Per-label F1-optimized thresholds (vs. default 0.5):

| Label | Optimal Threshold | F1 @ Optimal | F1 @ 0.5 | Improvement |
|-------|------------------|--------------|----------|-------------|
| `neutralny` | **0.330** | **0.8211** | 0.8110 | **+1.00%** |
| `sarkazm` | **0.330** | **0.5766** | 0.5256 | **+5.10%** |
| `przeczuwanie` | 0.410 | 0.7276 | 0.7187 | +0.89% |
| `gniew` | 0.440 | 0.7692 | 0.7676 | +0.16% |
| `negatywny` | 0.450 | 0.8516 | 0.8511 | +0.05% |
| `wstręt` | 0.460 | 0.7477 | 0.7464 | +0.13% |
| `pozytywny` | 0.510 | 0.7864 | 0.7859 | +0.04% |
| `radość` | 0.560 | 0.7572 | 0.7558 | +0.14% |

**Key findings:**

- `sarkazm` shows the largest improvement (+5.10%) with a lower threshold (0.33)
- `neutralny` also benefits significantly (+1.00%) from a lower threshold (0.33)
- Most labels perform optimally near the default 0.5 threshold
- Total improvement with optimized thresholds: **~0.5-1.0% F1 Macro**

### Calibration Files

The model repository includes:

- **Base model**: `model.safetensors` - Use with default threshold (0.5)
- **Calibration artifacts**: `calibration_artifacts.json` - Contains temperature parameters and optimal thresholds

![Reliability diagrams*](calibration_reliability_diagrams.png)

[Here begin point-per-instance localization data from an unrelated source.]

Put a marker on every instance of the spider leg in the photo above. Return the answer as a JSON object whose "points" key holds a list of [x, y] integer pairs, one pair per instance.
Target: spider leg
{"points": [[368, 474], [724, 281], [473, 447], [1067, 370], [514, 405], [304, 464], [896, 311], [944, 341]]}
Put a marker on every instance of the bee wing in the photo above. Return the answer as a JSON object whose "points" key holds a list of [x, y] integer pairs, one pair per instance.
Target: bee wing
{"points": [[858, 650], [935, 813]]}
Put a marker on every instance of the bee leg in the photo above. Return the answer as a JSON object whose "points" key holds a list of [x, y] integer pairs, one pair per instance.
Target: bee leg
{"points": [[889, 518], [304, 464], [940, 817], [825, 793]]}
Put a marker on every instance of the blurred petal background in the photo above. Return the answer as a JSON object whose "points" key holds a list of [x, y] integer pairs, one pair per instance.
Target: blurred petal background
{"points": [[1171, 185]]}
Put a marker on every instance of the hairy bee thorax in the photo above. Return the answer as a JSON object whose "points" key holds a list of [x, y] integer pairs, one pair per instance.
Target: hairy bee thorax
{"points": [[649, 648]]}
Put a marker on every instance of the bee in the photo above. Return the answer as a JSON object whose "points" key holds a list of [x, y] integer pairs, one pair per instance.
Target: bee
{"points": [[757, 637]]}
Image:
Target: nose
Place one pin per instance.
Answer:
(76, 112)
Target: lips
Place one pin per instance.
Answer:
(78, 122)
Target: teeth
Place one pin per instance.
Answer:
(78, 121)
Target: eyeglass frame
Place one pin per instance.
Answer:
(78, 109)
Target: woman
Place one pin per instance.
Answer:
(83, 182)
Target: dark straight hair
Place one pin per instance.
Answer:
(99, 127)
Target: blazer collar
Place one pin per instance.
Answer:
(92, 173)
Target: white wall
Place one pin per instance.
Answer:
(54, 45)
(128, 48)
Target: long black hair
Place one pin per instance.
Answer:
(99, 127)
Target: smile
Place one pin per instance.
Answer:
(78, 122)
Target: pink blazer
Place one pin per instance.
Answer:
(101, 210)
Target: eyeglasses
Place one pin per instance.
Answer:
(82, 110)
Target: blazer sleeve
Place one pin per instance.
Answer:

**Recommendation**: For production use, apply both temperature scaling and optimized thresholds for best performance.

## Model Files

This repository contains:

- **Model weights**: `model.safetensors` - Fine-tuned RoBERTa model
- **Tokenizer**: `tokenizer.json`, `tokenizer_config.json` - Polish RoBERTa tokenizer
- **Configuration**: `config.json` - Model configuration
- **Calibration**: `calibration_artifacts.json` - Temperature scaling parameters and optimal thresholds
- **Inference scripts**:
  - `predict.py` - Basic inference (threshold: 0.5)
  - `predict_calibrated.py` - Calibrated inference (recommended)
- **Training artifacts**: `training_plots`, `calibration_reliability_diagrams`
- **Requirements**: `requirements.txt` - Python dependencies
- **License**: `LICENSE` - Full GPL-3.0 license text

### Installation

```bash
pip install -r requirements.txt
```

Or install dependencies manually:

```bash
pip install transformers torch numpy
```

## Usage

### Important: Text Preprocessing

**The model expects @mentions to be anonymized**, as they were during training. Both inference scripts automatically replace all `@username` mentions with `@anonymized_account` to match the training data distribution.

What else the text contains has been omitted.